Membunuh jelas haram kecuali sesuai haknya. Maksudnya sesuai dengan koridor Islam. Adapun kejahatan yang sangsinya hukuman mati adalah berzina muhson, membunuh dengan sengaja, murtad, para perusuh pembuat onar atau separatis, para perampok dan pembegal jalanan. Pertanyaannya, apakah FPI termasuk pelaku kejahatan yang dalam Islam hukumannya adalah mati? Apakah anggota FPI itu kaum separatis atau pembegal jalanan?

Jikalau kemudian kita menggunakan logika konpers kepolisian bahwa telah terjadi penyerangan terlebih dahulu sehingga kepolisian membela diri. Maka membela diri itu bukan langsung dengan menembak mati. Bisa diambil tindakan tembakan peringatan dan tembakan melumpuhkan. Anggota FPI bukanlah penjahat, perampok ataupun separatis yang harus diperangi. 

Sedangkan hadits Nabi Saw dalam shahihain yang menyatakan:

اذا التقى المسلمان بسيفهما القاتل والمقتول في النار. 

Apabila telah bertemu dua orang muslim dengan membawa senjatanya. Maka pembunuh dan yang terbunuh keduanya masuk kedalam neraka. 

Mendengar demikian para sahabat bertanya mengapa yang terbunuh itu juga divonis masuk neraka. Rasul saw menjawab: yang terbunuh itu sudah berniat untuk membunuh saudaranya.

Al-Imam an Nawawi menjelaskan:

من نوى المعصية، واصر على فعلها ولم يمنعه منها الا العجز يكون آثما، وان لم يفعلها ولم يتكلم بها. 

Barangsiapa yang berniat melakukan membunuh lantas ia melakukannya dan tidak ada yang mencegahnya kecuali karena lagi apes, ia berada dalam dosa.
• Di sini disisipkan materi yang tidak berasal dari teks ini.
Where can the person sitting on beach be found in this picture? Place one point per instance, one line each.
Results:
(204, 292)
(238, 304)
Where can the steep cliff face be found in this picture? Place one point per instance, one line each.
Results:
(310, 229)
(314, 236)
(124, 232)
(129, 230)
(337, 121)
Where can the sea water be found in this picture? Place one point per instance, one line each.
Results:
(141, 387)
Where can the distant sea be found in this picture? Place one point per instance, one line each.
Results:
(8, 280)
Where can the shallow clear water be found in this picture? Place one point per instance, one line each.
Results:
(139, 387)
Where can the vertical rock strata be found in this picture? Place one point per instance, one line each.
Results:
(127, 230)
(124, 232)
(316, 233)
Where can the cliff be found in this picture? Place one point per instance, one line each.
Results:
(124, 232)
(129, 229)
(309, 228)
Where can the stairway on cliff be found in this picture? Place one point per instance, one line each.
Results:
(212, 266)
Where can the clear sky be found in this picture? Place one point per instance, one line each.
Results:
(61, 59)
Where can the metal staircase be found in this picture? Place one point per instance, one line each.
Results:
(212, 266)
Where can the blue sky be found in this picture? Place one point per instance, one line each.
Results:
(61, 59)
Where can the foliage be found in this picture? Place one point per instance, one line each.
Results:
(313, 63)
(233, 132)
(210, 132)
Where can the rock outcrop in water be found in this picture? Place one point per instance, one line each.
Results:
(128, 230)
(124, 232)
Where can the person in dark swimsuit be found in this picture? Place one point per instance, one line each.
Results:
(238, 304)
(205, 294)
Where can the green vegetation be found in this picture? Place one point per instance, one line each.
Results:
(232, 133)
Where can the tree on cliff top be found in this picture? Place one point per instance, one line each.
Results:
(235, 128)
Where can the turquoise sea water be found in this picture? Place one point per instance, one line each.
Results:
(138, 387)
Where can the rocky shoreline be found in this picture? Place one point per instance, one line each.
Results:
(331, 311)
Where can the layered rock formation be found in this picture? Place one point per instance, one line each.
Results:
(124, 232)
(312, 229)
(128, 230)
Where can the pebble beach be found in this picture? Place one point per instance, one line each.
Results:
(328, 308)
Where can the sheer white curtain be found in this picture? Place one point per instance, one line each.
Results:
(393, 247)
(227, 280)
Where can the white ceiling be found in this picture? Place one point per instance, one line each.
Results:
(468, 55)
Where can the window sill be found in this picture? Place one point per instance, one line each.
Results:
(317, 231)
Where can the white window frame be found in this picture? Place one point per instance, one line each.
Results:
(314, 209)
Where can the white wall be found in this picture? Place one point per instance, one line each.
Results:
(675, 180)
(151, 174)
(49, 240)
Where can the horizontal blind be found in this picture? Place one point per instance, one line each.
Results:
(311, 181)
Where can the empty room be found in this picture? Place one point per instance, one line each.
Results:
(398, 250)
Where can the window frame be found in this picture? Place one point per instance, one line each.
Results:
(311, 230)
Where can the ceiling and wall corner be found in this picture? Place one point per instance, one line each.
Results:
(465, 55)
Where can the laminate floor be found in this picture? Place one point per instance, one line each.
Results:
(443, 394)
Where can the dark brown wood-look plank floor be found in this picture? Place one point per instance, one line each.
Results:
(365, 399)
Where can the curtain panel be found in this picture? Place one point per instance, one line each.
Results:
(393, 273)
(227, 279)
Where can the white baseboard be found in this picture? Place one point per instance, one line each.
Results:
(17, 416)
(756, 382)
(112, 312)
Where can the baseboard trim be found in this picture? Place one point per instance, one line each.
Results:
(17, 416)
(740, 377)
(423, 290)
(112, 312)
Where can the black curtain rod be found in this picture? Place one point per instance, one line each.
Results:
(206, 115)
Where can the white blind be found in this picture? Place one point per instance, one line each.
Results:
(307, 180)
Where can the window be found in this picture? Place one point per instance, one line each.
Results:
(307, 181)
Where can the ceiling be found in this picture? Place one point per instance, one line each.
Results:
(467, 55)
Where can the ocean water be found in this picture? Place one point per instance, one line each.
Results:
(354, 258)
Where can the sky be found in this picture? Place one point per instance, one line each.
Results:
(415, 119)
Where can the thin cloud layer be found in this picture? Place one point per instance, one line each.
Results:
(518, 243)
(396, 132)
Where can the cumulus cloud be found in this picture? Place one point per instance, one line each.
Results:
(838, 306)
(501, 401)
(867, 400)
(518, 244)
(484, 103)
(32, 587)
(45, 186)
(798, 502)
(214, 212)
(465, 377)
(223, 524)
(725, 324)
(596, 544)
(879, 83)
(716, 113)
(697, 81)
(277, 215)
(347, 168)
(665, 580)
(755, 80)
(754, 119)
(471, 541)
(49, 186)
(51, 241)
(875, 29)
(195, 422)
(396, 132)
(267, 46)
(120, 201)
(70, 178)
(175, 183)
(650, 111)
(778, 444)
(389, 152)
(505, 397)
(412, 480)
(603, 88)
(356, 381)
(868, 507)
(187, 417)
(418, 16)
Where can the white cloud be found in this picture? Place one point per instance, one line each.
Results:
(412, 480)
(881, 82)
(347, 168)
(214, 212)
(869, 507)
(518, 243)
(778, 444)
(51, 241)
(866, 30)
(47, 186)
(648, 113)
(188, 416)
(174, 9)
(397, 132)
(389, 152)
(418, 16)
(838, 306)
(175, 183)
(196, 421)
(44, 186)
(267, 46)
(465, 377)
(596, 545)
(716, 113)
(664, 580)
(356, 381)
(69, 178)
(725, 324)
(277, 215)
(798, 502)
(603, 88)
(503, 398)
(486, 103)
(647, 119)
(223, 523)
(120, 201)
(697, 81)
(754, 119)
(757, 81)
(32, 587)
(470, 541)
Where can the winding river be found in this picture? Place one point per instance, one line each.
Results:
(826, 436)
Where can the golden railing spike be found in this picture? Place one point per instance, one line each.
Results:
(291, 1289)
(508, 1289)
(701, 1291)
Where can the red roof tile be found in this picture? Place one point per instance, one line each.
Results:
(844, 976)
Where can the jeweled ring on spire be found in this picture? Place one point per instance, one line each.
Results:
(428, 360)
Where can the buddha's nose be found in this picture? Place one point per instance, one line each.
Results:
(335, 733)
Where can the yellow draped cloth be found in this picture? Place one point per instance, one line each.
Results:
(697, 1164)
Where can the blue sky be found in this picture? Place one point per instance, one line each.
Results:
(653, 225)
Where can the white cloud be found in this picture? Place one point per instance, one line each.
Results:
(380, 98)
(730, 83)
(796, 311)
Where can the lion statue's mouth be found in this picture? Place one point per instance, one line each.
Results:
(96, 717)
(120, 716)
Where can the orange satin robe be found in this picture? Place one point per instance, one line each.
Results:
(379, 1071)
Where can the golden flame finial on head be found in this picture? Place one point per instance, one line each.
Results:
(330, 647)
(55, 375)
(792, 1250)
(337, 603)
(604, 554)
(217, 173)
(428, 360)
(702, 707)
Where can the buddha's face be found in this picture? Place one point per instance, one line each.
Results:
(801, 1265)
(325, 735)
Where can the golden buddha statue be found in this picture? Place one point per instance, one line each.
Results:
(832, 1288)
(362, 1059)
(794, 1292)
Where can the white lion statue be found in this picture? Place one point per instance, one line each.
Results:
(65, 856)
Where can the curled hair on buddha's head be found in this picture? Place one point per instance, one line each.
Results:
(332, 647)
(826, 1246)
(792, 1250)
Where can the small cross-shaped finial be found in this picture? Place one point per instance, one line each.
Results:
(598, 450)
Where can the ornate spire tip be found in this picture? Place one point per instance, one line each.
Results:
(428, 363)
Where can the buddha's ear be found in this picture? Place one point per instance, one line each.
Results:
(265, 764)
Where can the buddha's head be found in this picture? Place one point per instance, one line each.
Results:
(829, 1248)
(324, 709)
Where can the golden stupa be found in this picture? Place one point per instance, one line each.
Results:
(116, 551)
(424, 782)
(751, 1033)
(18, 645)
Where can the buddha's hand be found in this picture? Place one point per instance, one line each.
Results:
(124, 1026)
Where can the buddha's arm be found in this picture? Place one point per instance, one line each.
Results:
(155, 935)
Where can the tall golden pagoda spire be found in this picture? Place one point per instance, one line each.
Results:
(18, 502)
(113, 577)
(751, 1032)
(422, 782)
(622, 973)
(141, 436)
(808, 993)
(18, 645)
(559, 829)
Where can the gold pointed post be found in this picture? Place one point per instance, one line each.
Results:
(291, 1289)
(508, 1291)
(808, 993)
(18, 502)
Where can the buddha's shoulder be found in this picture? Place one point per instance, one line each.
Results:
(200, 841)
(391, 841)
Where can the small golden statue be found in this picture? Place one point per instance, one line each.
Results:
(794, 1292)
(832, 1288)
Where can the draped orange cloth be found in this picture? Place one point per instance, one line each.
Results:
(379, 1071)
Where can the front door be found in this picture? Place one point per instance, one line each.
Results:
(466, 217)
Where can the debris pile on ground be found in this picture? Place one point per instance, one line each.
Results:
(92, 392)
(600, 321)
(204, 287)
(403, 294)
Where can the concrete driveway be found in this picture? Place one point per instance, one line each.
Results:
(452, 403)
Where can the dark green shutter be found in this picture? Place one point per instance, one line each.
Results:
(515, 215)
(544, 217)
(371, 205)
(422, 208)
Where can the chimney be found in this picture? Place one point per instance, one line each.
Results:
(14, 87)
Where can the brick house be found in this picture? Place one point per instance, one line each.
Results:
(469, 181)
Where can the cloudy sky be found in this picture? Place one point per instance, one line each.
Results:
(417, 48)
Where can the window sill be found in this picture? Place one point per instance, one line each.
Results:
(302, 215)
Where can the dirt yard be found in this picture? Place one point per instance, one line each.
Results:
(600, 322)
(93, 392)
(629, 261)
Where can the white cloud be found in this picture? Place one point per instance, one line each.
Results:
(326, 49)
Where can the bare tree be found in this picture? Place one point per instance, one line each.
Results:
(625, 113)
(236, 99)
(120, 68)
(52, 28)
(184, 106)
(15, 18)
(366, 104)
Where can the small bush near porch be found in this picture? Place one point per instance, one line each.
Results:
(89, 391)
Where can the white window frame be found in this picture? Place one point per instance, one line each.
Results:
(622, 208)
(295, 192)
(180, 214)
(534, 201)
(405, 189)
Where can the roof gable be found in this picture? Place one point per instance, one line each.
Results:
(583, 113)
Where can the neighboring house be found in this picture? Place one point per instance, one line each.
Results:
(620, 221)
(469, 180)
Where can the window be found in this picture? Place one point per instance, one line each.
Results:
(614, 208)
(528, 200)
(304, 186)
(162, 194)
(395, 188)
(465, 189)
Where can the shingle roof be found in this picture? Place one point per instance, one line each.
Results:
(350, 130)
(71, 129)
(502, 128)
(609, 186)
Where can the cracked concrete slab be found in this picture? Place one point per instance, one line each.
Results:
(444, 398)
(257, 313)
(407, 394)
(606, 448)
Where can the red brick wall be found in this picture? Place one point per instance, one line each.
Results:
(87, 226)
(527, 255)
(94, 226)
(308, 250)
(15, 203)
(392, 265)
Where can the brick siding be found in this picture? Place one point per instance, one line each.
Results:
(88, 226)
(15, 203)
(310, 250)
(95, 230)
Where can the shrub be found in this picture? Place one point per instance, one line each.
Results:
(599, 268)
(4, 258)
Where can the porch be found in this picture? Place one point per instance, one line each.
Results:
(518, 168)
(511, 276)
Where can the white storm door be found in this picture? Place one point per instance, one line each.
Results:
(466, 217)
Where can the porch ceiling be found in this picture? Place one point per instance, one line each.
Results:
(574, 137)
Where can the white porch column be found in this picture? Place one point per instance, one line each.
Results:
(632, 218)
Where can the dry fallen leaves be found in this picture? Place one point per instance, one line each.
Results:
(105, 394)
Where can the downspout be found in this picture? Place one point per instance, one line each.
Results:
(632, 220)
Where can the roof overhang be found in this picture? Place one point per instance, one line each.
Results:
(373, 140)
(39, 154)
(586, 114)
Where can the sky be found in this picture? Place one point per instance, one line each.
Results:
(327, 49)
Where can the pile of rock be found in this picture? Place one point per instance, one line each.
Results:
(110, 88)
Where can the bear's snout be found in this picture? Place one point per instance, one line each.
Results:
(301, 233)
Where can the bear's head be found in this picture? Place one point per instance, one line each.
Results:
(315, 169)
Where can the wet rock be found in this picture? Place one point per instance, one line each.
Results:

Dan jika ia tidak melakukannya, janganlah membicarakannya.

Hadits tersebut tidak bisa diterapkan pada insiden terbunuhnya ke-6 anggota FPI tersebut. Pasalnya rombongan HRS dan pengawalnya bukan dalam berniat untuk melakukan kejahatan. Rombongan tersebut sekiranya berangkat dalam rangka menghadiri pengajian keluarga.

Oleh karena itu, insiden penembakan mati terhadap ke-6 anggota FPI tersebut harus diusut tuntas. Termasuk trauma pada wanita dan anak-anak yang ada di dalam rombongan harus mendapatkan perhatian serius. Semoga Allah Swt memberikan pertolonganNya kepada Islam dan kaum muslimin. Sebuah pertolongan yang memuliakan yakni dengan tegaknya Syariat Islam dan Khilafah. 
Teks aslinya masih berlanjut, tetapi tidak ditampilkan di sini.